Joy, skepticism at immigration policy shift
June 15, 2012
Jose Luis Zelaya shed tears of joy Friday morning.
“It’s just insane,” the graduate student at Texas A&M University said. “I’ve been working on this for six years. It is just overwhelming.”
Zelaya was electrified by news that the Obama administration would stop deporting illegal immigrants who entered the United States as children if they met certain requirements.
Zelaya came to the United States illegally from Honduras at age 14 to find his mother, who was already in the country, he said.
Without the change announced Friday, he couldn’t get a job to help pay for school – Zelaya, 25, is pursuing a master’s degree in education with hopes of earning a doctorate and teaching middle school. He also couldn’t consider the job offers that presented themselves. The uncertainty over what loomed after graduation spooked him.
“Now maybe I will be able to work without being afraid that someone may deport me,” he said. “There is no fear anymore.”
News of the change raced around the country, buoying the spirits of immigrants and immigrant advocates who have campaigned for such a change for more than 10 years.
“I’m definitely speechless,” said Pedro Ramirez, a recent graduate of Fresno State University who was student body president when he admitted he was in the country illegally.
“It gives us a chance to show the American people that we’re not here to use your tax dollars, we’re not here to take your jobs, we’re here to contribute.”
Not everyone viewed the change with such enthusiasm.
“This is a classic Barack Obama move of choosing politics over leadership,” Sen. Lindsey Graham, R-South Carolina, said on Twitter. “This decision avoids dealing with Congress and the American people instead of fixing a broken immigration system once and for all.”
Rep. Lamar Smith, R-Texas, said the decision would invite fraud and hurt unemployed Americans.
“President Obama’s decision to grant amnesty to potentially millions of illegal immigrants is a breach of faith with the American people,” said Smith, chairman of the House Judiciary Committee.
Under the new directives, those who were brought into the country illegally before the age of 16 and are not criminals, among other requirements, are eligible to receive deferred action for two years, and will be eligible to apply for work authorization.

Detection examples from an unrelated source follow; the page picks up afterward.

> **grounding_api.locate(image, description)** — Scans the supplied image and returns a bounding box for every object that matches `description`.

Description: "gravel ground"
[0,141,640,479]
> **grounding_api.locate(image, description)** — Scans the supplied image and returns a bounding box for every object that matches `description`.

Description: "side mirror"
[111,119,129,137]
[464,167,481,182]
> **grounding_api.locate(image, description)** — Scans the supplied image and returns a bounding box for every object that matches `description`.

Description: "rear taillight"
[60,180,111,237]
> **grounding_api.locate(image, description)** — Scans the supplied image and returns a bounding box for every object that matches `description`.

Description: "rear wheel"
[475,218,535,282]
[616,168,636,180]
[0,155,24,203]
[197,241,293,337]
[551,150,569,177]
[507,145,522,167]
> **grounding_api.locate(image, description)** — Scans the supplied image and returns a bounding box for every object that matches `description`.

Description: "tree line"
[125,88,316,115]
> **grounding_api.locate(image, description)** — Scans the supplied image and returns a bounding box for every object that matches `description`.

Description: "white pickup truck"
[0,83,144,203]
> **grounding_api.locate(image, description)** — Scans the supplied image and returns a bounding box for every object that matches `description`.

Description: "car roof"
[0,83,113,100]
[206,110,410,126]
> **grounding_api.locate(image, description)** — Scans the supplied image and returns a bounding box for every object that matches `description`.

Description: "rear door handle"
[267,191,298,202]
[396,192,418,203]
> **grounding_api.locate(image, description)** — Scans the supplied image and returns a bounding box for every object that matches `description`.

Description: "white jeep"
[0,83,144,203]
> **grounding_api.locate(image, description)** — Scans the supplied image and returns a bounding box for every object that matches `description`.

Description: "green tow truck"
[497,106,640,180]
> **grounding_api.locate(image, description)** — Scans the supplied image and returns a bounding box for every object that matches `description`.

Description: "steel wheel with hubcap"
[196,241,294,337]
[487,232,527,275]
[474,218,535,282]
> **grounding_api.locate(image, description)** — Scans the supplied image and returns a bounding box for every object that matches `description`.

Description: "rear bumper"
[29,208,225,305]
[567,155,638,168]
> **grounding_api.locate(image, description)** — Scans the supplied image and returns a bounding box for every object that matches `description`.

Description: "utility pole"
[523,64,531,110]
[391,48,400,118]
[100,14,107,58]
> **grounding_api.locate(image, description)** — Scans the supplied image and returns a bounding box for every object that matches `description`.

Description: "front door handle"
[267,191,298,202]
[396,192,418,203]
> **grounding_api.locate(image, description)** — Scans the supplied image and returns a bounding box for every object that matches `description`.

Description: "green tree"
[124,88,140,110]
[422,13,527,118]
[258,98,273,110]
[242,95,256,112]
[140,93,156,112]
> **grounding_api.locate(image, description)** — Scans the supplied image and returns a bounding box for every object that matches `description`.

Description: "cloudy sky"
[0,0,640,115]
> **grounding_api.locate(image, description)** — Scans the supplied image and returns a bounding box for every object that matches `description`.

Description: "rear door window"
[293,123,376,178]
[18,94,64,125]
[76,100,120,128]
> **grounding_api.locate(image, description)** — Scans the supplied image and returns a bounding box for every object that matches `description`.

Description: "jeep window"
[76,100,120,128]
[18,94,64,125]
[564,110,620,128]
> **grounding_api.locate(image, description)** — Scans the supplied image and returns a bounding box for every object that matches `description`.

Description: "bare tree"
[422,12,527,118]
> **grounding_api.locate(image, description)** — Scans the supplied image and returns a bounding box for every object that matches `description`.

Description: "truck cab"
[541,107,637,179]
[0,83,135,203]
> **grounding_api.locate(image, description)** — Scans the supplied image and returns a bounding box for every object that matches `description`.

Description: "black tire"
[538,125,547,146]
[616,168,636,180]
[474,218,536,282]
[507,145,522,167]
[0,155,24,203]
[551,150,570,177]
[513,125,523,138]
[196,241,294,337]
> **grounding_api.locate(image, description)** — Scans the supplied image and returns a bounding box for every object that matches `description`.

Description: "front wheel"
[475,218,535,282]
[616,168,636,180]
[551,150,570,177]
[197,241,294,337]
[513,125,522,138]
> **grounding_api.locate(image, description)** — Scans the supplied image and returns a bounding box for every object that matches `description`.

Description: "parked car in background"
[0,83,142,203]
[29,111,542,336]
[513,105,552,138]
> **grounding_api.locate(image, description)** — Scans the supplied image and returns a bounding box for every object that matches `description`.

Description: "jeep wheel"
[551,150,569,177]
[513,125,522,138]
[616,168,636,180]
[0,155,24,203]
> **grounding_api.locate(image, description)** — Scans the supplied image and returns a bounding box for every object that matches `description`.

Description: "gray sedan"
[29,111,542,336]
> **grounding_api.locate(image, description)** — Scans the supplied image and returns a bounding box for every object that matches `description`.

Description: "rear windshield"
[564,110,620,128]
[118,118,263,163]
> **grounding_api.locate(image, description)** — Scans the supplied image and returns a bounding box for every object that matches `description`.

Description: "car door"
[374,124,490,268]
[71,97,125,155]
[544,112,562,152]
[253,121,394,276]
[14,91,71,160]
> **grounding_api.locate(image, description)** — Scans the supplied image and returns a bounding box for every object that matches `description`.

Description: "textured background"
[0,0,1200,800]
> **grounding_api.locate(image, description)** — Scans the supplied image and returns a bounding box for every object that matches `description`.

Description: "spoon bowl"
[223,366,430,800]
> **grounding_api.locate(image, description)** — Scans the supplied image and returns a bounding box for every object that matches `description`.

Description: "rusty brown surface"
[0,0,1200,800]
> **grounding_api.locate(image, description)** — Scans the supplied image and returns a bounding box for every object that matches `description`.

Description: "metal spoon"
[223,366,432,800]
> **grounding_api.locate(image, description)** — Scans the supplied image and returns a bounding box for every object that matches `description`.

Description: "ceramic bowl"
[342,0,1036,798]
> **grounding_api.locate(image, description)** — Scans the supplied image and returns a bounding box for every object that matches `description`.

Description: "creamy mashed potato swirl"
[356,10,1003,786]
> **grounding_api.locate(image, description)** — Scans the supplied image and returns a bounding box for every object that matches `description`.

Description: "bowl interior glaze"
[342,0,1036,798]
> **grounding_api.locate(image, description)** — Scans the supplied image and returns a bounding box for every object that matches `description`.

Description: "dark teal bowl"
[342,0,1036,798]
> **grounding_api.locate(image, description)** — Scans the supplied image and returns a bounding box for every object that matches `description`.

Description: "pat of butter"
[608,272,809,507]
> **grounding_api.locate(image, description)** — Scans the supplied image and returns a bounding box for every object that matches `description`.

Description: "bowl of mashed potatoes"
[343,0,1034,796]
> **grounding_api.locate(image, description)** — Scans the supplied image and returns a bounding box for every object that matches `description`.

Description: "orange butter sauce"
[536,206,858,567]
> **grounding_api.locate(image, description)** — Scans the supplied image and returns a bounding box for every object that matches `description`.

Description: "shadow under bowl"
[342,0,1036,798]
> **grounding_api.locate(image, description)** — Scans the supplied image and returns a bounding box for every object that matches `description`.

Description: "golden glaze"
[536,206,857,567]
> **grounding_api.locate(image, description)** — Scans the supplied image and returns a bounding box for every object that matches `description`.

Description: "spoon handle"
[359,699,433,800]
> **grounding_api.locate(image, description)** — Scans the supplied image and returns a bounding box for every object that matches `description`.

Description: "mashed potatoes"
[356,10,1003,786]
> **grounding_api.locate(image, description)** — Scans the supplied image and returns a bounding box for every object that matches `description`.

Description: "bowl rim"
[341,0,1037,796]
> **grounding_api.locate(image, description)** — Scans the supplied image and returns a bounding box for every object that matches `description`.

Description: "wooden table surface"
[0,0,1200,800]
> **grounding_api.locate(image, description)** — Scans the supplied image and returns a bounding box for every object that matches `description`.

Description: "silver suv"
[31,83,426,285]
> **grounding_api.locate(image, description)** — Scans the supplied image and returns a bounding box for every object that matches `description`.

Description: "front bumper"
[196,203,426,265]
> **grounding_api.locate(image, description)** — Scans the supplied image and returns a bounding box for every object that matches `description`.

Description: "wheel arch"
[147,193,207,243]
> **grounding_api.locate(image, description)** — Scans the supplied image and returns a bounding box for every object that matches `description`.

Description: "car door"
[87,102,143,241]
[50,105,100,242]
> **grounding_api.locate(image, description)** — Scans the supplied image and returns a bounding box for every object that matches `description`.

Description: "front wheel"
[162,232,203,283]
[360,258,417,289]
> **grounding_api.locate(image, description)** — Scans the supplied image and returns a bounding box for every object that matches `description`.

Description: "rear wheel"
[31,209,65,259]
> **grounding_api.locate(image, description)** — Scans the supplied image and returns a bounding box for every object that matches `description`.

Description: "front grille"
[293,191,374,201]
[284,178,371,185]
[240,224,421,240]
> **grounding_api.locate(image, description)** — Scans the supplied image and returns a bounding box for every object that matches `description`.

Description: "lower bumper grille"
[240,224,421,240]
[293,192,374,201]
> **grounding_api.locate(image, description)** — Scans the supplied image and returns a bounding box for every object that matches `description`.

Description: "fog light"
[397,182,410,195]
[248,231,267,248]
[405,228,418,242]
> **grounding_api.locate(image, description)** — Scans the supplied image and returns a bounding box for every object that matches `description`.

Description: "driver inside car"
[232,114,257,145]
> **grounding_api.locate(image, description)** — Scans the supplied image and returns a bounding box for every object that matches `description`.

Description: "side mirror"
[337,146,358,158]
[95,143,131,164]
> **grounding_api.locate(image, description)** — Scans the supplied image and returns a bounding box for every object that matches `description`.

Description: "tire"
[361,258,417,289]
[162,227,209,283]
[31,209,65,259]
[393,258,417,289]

“It’s a step in the right direction,” Ramirez said, though he characterized it as a “band-aid deal.”
“It’s not the solution, it’s a temporary fix. But it implements part of the key focal points of the DREAM Act.”
The Development, Relief and Education for Alien Minors — or DREAM — Act, would create a path to citizenship for immigrants who entered the United States illegally as children under the age of 16 and have lived in the United States for at least five years, obtained a high school or General Education Development diploma, and demonstrated “good moral character,” the White House said.
Efforts to pass the DREAM Act in Congress have failed.
Laura Vazquez, spokeswoman for the National Council of La Raza said the Obama Administration is within its authority to enforce the change.
“This is a legitimate use of the tools that the administration has to focus on their immigration enforcement resources,” she said. “In light of the congressional inaction on immigration reform, this is the right step for the administration to take at this time.”